I went to The Trapp another night. Much smaller than The Sun, it catered to an older clientele and had the feel of a western country bar. I think I’d still love to go to a place like that. It was a busy night there too. A middle-aged man wearing a Stetson hat kept staring at me. I was flattered—and amazed. Apart from Bruce, ³ whom I had met in Texas, this had never happened to me! Knowing someone was attracted to me was a new experience. And a man to boot! He approached me. There was something about him that made me feel uncomfortable and I’m glad I had the notion not to engage conversation.

My favourite part of the evening was when guys got to the patio to line-dance. Something quite unique. I loved it! And this was a gay bar— all those Stetson hats and cowboy boots were worn by gay men! (even if I don’t think they had real cowboys in SLC, Utah).

I went back to those bars in the summers of 1998 and 1999. As for The Sun, a tornado ripped through SLC in August ’99 and destroyed it. My friends and I went to check it out after it happened. It was so weird. I was there the night before—the bar’s last night—when it had been the very first gay bar I had ever been to. Now it was gone. I picked up one of bricks the tornado had scattered all across the road as a souvenir and I brought it back home to France.

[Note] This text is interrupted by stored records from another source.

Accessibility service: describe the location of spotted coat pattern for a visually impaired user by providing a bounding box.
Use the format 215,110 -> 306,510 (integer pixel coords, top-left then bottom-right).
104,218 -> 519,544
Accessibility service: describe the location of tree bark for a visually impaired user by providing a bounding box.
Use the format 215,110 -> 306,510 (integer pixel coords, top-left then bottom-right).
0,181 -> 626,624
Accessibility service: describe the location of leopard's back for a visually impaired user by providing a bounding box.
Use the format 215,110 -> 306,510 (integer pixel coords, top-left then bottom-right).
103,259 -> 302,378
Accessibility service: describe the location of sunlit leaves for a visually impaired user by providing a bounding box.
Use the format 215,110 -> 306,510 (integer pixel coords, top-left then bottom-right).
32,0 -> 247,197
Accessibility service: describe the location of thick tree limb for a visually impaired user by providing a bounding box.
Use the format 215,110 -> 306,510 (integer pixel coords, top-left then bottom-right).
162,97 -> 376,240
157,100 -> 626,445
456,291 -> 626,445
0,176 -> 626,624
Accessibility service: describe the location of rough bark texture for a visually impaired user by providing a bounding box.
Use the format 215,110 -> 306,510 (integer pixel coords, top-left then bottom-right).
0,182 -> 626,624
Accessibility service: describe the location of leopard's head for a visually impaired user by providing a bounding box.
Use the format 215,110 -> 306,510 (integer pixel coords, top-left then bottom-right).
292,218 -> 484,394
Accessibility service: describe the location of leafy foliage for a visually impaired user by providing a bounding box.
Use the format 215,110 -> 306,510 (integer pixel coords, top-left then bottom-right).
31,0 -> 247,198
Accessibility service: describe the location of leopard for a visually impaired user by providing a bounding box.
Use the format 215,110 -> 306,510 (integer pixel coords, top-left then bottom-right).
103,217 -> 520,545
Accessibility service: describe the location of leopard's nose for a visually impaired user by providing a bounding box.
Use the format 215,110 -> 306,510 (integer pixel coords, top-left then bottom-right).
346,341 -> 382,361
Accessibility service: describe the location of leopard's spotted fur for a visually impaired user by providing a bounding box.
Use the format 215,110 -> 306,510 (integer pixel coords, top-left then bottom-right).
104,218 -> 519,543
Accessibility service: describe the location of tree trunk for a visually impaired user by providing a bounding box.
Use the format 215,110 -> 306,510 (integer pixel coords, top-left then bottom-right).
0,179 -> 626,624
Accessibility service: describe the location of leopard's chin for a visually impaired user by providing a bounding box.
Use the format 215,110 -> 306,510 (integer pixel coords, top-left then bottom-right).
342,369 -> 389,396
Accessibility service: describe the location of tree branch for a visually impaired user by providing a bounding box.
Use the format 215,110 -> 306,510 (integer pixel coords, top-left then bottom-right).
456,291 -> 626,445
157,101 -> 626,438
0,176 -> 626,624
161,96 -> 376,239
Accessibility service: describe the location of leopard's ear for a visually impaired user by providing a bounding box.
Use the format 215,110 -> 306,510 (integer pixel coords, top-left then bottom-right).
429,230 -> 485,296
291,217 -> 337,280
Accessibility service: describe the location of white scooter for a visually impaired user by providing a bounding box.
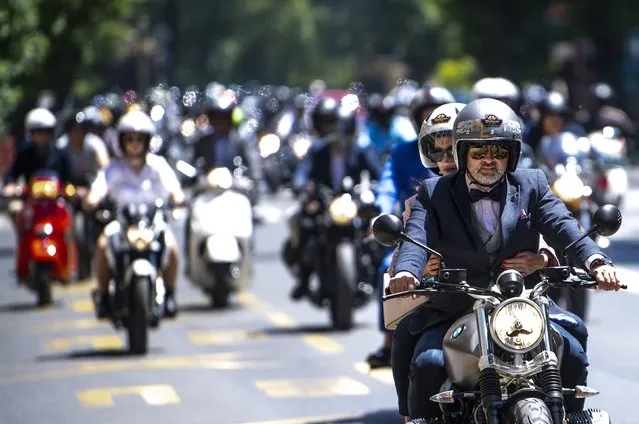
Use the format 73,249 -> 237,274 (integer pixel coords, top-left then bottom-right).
176,161 -> 253,308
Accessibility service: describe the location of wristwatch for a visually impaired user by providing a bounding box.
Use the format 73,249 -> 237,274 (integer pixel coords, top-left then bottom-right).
590,256 -> 615,272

Then I didn’t go to Utah for ten years. The Trapp was still there in 2009. This time I had no fears when I walked in. I was out. I was no longer a member of the LDS Church. The Trapp looked so much smaller than I remembered—and so much seedier than I remembered too! It no longer was a western and country bar. One of the barmen, Michael, had been there in ’97 and still looked the same, but everything else looked different. I tried to recapture the emotions and conjure up the memories but the magic was gone. I’d like to re-visit sometime again, though. Because The Trapp was the stage of such turning points in my life.

Tonight, I have found the brick I brought back from The Sun. It was still in my old room, here, at my mother’s house. I’ve decided to take it back with me to the U.K.